More land and sea spaces with longer leases to be tendered out for farming to bolster Singapore’s food security
SINGAPORE: The Government will tender out more land, as well as sea spaces in the Southern Waters and East Johor Straits, with longer leases, announced the Singapore Food Agency (SFA) on Monday (Mar 7).
The new tenders, which will be progressively launched from end-2022, aims to provide more certainty for businesses and help with long-term planning and investment as they will be given the option to extend their lease for another 10 years after their 20-year lease is up.
The move to unlock more farming spaces with longer leases comes as Singapore looks to produce 30 per cent of its nutritional needs locally by 2030 in order to beef up its food security.
The country currently imports more than 90 per cent of its food but in recent years, local production of fish, vegetables and eggs has been creeping up, with the help of grants to boost productivity and defray upfront costs.
SFA also announced that the S$60 million Agri-Food Cluster Transformation fund, which supports local farmers in their efforts to expand production capability, will be enhanced to offer a higher co-funding quantum for a wider range of food types commonly consumed by the population. This will include more types of vegetables, mushrooms and shrimp.

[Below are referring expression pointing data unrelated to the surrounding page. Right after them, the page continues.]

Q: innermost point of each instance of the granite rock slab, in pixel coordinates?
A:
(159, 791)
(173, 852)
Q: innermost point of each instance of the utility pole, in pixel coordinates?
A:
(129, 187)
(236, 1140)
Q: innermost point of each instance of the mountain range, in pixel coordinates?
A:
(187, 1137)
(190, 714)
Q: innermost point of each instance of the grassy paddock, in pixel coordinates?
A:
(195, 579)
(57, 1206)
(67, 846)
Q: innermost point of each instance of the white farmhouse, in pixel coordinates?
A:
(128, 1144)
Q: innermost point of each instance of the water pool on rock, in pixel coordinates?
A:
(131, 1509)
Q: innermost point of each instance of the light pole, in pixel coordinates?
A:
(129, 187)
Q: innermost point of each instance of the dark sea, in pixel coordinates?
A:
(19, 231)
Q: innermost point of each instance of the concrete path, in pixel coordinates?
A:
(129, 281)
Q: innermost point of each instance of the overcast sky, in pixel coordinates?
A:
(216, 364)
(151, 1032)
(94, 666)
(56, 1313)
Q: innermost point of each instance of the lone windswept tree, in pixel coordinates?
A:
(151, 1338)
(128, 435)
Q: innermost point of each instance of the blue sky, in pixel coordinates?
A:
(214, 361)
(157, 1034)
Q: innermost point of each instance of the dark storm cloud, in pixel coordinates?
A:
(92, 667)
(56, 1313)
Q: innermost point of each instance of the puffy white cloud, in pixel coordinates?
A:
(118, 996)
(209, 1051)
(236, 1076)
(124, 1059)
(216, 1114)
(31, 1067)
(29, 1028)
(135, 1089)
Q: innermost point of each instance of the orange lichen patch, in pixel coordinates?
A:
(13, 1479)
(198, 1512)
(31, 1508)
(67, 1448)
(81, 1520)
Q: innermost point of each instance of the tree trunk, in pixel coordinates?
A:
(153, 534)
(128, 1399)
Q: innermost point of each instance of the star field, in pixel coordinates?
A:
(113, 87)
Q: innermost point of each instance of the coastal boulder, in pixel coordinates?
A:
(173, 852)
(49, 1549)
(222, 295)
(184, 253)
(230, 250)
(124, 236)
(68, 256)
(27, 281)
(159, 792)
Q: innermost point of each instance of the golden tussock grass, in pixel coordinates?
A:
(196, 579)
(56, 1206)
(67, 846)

LEASES FOR COASTAL FISH FARMS
Currently, coastal fish farms have to apply and renew their SFA-fish culture farm licence annually, but do not have to pay for the use of sea space.
As part of the transition to leases, existing coastal fish farms will see temporary occupation licences being introduced from Jan 1 next year.
Under the temporary occupation licence scheme, those in the Straits of Johor and Southern Waters will have to pay S$3,600 and S$6,000 per half hectare respectively.
The temporary occupation licence amount will be phased in over four years, starting with 20 per cent in the first two years and 50 per cent in the third year, before reaching the full amount in 2026.
However, in line with the Government’s commitment to not increase fees and charges for the year, SFA said the amount will be waived for 2023.
SFA also said it has reviewed the fish farm licence fees to ensure that it remains relevant and to minimise compliance costs for the industry.
From Jan 1 next year, most sea-based farmers will see a “substantial” reduction in their annual licence fees to S$145 per licence. It is currently S$850 per half hectare.
New farm applications and farms with major changes to their farming activities will be subjected to a one-off assessment fee, said SFA.